2018-01-16

「生き方」と「生活」

―その人の生き方は読み取りたいけど、
生活を教えてほしいわけじゃない―


家庭料理のレシピ本『LIFE』シリーズの作者飯島奈美さんを囲む座談会での、吉本ばななさんの発言の一部。
http://www.1101.com/life/life_talk/2017-12-18.html

詳細は上のサイトに譲りますが、もう少し長く引用すると、次のようなものです。
  
ばなな:
そうそう。
私は本のことしかわからないから、
書籍としての感想だけ言います。
うまく伝わるかわからないけれど、
私は、その人の生き方は読み取りたいけど、
生活を教えてほしいわけじゃないんです。

・・・略・・・
 
ばなな:
料理って生活の中から出てくるから、
こういう旦那さんがいて、
こんな家に住んでいて、
食器はこれが好きで‥‥っていう、
その人の暮らしを入れた本が多いですよね。
『LIFE』はそこを潔く
切り捨ててるところがいいと思います。
美学があるというか。


言いえて妙。

料理本に限らず、(特定の個人の)最近「ライフスタイル」そのものが前面に出ているメディアが多いように思います。芸能人やスポーツ選手など著名人で私生活を公開する人は多くなったし、芸そのものよりもライフスタイルで売っているのでは?と感じることも少なくありません。有名人でなくてもブログやSNSで百花繚乱の「ライフスタイル」が発信されています。

SNSで他人の投稿を見ると落ち込むから見ない、という人が少なからずいます。私はふだんはSNSで楽しく遊んでいますが、忙しかったりfeel down気味の時などは、やはり自ずと足が遠のきます。誰しも大なり小なりそういう傾向はあるのではないでしょうか。こうした仮想空間にあふれているのは、たいてい“オサレでステキな暮らしぶり”なので、そうでない自分の現実とひきくらべて、ヘコんだり、情けなくなったり、自己嫌悪に陥ったりしてしまうのです。

もとより別世界の銀幕のスタァ(いまや古典語か…)の雲の上の夢のやうな暮らしならともかく、幾多の「普通の人々」の「とってもステキな暮らし」は、「普通の人々」にとって無言のプレッシャーとなります。

人は人、自分は自分…と正論を吐いてみても、否応なく見せられる「オサレな暮らし」「ステキな暮らし」は、「オサレでもステキでもない」己の日常の現実をいやがうえにも突きつけ、まるでポジに対するネガのごとく、自分の生活は人に見せるべき何物もない、無価値なものだと苛まれるという、厄介なネガティブ・スパイラルの温床になるのですよ。

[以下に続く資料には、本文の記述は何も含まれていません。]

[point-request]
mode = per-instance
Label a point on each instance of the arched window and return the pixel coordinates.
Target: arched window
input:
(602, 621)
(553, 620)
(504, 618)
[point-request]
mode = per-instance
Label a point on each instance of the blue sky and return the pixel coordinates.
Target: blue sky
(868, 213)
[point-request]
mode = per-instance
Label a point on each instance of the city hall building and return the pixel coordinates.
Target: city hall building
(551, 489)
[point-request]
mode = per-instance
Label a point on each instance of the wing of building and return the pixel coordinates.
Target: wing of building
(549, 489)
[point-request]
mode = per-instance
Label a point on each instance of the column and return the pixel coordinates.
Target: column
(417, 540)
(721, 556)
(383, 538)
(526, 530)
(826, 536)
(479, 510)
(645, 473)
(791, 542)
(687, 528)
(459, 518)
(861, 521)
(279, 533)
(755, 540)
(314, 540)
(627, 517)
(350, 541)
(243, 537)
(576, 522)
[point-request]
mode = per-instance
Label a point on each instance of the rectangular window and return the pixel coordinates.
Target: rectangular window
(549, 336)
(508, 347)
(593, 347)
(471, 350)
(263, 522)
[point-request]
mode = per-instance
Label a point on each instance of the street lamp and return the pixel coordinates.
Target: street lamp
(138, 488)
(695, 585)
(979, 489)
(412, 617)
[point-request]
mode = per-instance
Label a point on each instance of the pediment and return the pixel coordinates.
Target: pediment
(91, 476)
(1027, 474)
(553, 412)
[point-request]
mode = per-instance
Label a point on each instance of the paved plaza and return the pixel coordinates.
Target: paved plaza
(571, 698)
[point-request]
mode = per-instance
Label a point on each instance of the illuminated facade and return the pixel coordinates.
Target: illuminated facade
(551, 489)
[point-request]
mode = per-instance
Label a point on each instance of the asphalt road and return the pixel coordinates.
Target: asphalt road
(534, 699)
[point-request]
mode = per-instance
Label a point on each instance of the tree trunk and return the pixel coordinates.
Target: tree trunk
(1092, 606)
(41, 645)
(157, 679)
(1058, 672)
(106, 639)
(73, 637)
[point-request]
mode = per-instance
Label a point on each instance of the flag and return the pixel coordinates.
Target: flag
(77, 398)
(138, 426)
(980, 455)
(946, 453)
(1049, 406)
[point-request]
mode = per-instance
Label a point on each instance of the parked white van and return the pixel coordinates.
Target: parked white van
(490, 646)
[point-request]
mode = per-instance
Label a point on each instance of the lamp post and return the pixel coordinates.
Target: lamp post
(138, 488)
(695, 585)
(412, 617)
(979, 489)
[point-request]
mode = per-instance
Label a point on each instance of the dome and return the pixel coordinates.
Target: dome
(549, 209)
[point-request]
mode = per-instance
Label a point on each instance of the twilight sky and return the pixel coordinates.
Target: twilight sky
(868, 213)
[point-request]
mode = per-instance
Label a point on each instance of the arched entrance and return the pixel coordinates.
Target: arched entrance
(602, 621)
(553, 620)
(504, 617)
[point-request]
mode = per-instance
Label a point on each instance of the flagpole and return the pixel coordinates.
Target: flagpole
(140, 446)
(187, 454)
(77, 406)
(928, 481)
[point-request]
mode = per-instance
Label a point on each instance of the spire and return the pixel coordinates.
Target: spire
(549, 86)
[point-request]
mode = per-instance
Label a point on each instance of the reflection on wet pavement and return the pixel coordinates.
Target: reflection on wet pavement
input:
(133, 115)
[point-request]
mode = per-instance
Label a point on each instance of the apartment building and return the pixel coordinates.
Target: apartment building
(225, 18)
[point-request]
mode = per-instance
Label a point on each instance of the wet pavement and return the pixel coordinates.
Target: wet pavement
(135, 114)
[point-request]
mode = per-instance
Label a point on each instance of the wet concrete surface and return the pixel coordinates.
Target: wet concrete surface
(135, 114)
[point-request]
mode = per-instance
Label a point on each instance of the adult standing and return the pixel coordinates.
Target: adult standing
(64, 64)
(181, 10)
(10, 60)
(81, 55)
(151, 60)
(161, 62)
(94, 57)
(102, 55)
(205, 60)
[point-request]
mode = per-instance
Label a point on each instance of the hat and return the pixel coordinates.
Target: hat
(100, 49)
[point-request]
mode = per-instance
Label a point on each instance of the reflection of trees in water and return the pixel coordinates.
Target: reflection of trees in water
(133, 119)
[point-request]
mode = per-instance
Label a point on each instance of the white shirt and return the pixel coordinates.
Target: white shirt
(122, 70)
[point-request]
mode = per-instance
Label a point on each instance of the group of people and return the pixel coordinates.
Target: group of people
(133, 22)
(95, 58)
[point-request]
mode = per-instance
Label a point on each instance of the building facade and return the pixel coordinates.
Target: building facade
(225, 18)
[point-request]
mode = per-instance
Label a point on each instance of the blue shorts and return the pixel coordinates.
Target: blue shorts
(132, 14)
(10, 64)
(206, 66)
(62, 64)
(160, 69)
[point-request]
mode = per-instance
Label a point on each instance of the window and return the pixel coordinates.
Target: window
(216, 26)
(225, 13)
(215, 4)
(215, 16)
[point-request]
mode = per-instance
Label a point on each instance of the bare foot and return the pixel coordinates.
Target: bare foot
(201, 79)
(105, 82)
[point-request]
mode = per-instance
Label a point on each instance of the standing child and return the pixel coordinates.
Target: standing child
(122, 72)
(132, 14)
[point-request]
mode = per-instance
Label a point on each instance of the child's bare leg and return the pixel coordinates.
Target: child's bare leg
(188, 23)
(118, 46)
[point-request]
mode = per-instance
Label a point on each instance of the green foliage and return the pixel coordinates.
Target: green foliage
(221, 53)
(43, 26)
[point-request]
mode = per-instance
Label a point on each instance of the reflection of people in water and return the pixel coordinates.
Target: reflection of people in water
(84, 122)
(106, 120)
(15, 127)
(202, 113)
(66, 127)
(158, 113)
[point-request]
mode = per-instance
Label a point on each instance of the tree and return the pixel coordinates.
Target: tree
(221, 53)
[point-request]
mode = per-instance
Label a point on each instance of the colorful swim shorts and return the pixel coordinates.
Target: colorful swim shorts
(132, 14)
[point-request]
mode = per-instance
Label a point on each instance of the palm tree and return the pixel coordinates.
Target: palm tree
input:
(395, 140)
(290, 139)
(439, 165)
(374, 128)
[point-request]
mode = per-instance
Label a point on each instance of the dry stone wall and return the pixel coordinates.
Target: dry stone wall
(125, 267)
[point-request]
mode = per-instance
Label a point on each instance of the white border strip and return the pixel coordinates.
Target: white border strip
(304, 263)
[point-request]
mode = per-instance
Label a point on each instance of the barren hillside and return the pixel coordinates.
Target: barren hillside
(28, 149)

考えてみれば、自分の暮らしぶりなど、あえて他人様に見せる必要はないし、同様に他人様の暮らしもあえて見る必要はない。とても素敵に暮らしている人がいるとして、自分もあんなふうに暮らしたい!どうすればいいのか知りたい!と思えば、その人のライフスタイルを見るなり聞くなり真似るなりして、取り入れていけばよいと思います。しかし、そもそも日々の暮らしを他人に見せる必要はないし、見せてもらう必要もない。それを、(とてもオサレでステキな形に加工・編集して)否応なく見せられてしまうから、時としてネットライフ、とりわけSNSはひどくtiresomeなものになってしまうのかもしれませんね。

そういえば、かつてとあるシンポジウムで、「ライフスタイルという言葉は嫌い」と言っていたデザイナーがいました。いわばライフスタイルを提案するデザイナーの口からこういう発言が出てきたのがちょっと意外で、ずっと心に残っています。特にそのことを掘り下げては話さなかったので、真意は分かりませんが、もしかするとこういう風潮を暗に示唆していたのかも?と、今にして思います。

「となりの家の皿の数まで・・・」というのは、かつてのムラ社会的な閉鎖性や閉塞感を象徴する定型句でしたが、現代はまた違った意味で、あの人はどんな部屋に住んでいて、どんな食器を使っていて、どんな店でパンを買っていて、どんな銘柄のジャムを食べている、といったことまで、ものすごいボリューム感で「人の暮らしの中身」を見させられてしまう時代。(なんというか、ビジュアル的にとてもキレイなんだけど、あんまり見続ける/見せられ続けると疲れる・・・?)

『LIFE』を読んだことはないのですが、料理という暮らしに近いテーマでありながら、作者個人の暮らしはあえてそぎ落としたという点に興味をそそられます。そこに逆説的に作者の「生き方」が垣間見えるかもしれず、そうした期待も込めて、一度この本を見てみたいと思っています。